Au plaisir de vous recroiser et peut-être de voir la fin que vous nous avez concocté!
Lise

L.A 17/07/2009 13:15

autre chose : la durée du spectacle est de 1h25

Merci. L.A

L.A 17/07/2009 13:13

Merci Lise pour ce très bel article ... la fin est belle et trouvée !
la deuxième soeur est jouée par FLORENT FERRIER et non Maxime Legal, et Marguerite est Clémentine Bernard. Merci de corriger vos informations. Bien à toi et au plaisir de se croiser .... L.A

Buisine 17/07/2009 12:05

Quelques rectifications, le spectacle dure 1h30, il s'agit de Florent Ferrier et pas de Maxime Legal et la dernière fiancée jtn est Clémentine Bernard

dupuis 17/07/2009 11:16

Je souscris tout à fait au commentaire de Cybelle, et vous trouve bien sévère avec le texte qui rend nous rend si bien ce conte fantastique avec en prime un regard sur l'amour tout à fait magique.Dommage de ne pas citer le nom de Clémentine Bernard.

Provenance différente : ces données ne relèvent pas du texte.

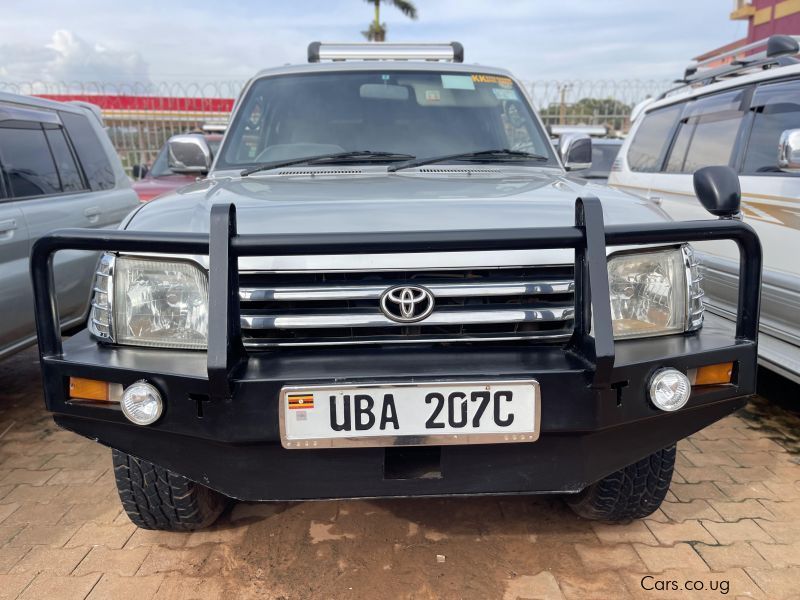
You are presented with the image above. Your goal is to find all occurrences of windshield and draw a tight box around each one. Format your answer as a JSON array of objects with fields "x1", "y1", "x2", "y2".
[
  {"x1": 150, "y1": 138, "x2": 222, "y2": 177},
  {"x1": 215, "y1": 71, "x2": 558, "y2": 170}
]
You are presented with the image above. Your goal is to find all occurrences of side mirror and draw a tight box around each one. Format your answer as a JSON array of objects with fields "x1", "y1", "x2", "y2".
[
  {"x1": 694, "y1": 166, "x2": 742, "y2": 219},
  {"x1": 167, "y1": 135, "x2": 211, "y2": 174},
  {"x1": 558, "y1": 133, "x2": 592, "y2": 171},
  {"x1": 778, "y1": 129, "x2": 800, "y2": 173}
]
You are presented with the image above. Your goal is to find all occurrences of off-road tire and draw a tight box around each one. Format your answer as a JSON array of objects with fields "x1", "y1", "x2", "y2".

Un détail: le numéro des résas semble correspondre à un lieu en Avignon?

Cybelle 16/07/2009 18:54

J'ai été transportée par cette féérie !
Si pauvreté du texte il y a, le jeu des acteurs suffit à la rendre fortune. Je me permets de donner le nom de Marguerite : Clémentine Bernard, qui se méthamorphose de la jeune fille à la femme avec une extrème sensibilité.
Merci a toute la troupe pour ce merveilleux spectacle. Je reviendrai vous voir en décembre.